Academic and Scholarly Search Engines

HONcode Hunt
http://www.hon.ch/HONcode/Hunt/
and
Medline Plus
http://www.medlineplus.gov

These are gateways to medical sites that allow users to screen out the hucksters and quacks and retrieve only trusted information. At HonCode, simply select HONcode sites from the light blue menu above the search box. HON, which stands for Health on the Net, screens medical sites for quality and credibility. At MedlinePlus all links lead to trusted sources, including those by the government and Mayo Clinic.

Khresmoi Search
http://everyone.khres,moi.eu/hon-search/
A search engine for both medically sophisticated and consumer health web sites. Coverage is broad and deep, but HON screens all sites to keep the quacks and hucksters out.

Google Scholar
http://scholar.google.com

Google scholar searches for articles and books intended for a motivated and educated audience. Some articles and books are full text. Some are JSTOR links, to which the library subscribes. Others lead to a preview at Google Books or to a publishers' web sites with pay walls.

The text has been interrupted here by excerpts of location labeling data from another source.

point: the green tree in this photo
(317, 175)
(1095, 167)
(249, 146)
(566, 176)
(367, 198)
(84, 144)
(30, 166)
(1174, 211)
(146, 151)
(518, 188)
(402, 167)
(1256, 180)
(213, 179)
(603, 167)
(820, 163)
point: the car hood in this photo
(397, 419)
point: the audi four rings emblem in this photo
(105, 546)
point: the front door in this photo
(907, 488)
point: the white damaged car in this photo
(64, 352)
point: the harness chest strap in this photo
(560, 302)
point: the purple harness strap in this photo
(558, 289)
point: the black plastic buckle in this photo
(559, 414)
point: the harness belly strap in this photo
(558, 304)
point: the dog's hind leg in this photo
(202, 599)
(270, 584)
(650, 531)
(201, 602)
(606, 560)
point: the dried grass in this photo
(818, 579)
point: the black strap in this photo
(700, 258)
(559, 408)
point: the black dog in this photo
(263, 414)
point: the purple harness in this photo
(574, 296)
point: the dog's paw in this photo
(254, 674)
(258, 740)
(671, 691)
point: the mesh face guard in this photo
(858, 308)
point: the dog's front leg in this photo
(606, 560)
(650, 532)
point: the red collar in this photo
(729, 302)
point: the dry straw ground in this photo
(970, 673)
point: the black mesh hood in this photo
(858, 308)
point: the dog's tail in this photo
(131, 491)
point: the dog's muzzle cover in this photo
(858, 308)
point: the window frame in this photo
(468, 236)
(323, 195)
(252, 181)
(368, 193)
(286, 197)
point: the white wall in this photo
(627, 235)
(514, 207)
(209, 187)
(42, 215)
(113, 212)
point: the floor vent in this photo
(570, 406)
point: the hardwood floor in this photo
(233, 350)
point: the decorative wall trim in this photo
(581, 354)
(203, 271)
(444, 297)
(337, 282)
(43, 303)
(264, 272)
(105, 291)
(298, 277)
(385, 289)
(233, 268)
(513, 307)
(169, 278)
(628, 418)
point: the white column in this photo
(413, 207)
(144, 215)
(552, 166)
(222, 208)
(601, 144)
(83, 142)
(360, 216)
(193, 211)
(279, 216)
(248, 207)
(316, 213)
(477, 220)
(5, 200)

Catalog of Government Publications
https://catalog.gpo.gov
The United States government is still one of the largest publishers on the planet, with many books and pamphlets online. Search for these publications with the Government Printing Office's own catalog.

GovInfo Beta
http://www.govinfo.gov
A search engine for bills, legislative hearings, statutes, and regulations created by Congress and various executive agencies.

Wolfram Alpha
http://www.wolframalpha.com

If you need the answer to any equation, type it in to Wolfram Alpha. This mathematical search engine can handle imaginary numbers, trigonometry, algebra, and of course plain, old arithemtic. Wolfram Alpha also looks up fast facts, including dates and times.

Image Searching

Welcome to TinEye Images Searching TinEye Reverse Image Search
http://www.tineye.com

Did you ever wonder your image's origin? Now you can paste it's location (right click and Copy Image Location with most browsers) or upload it and see who created it and who has posted it elsewhere. While Tineye won't tell you if an image is copyrighted, it should make it easier to guess.

TinEye Multicolor Search Engine
http://labs.tineye.com/multicolr/

This fast agile, engine, searches images by up to five colors. Since many images are underCreative Commons license, TinEye Multicolor is a great place to look for backgrounds and textures.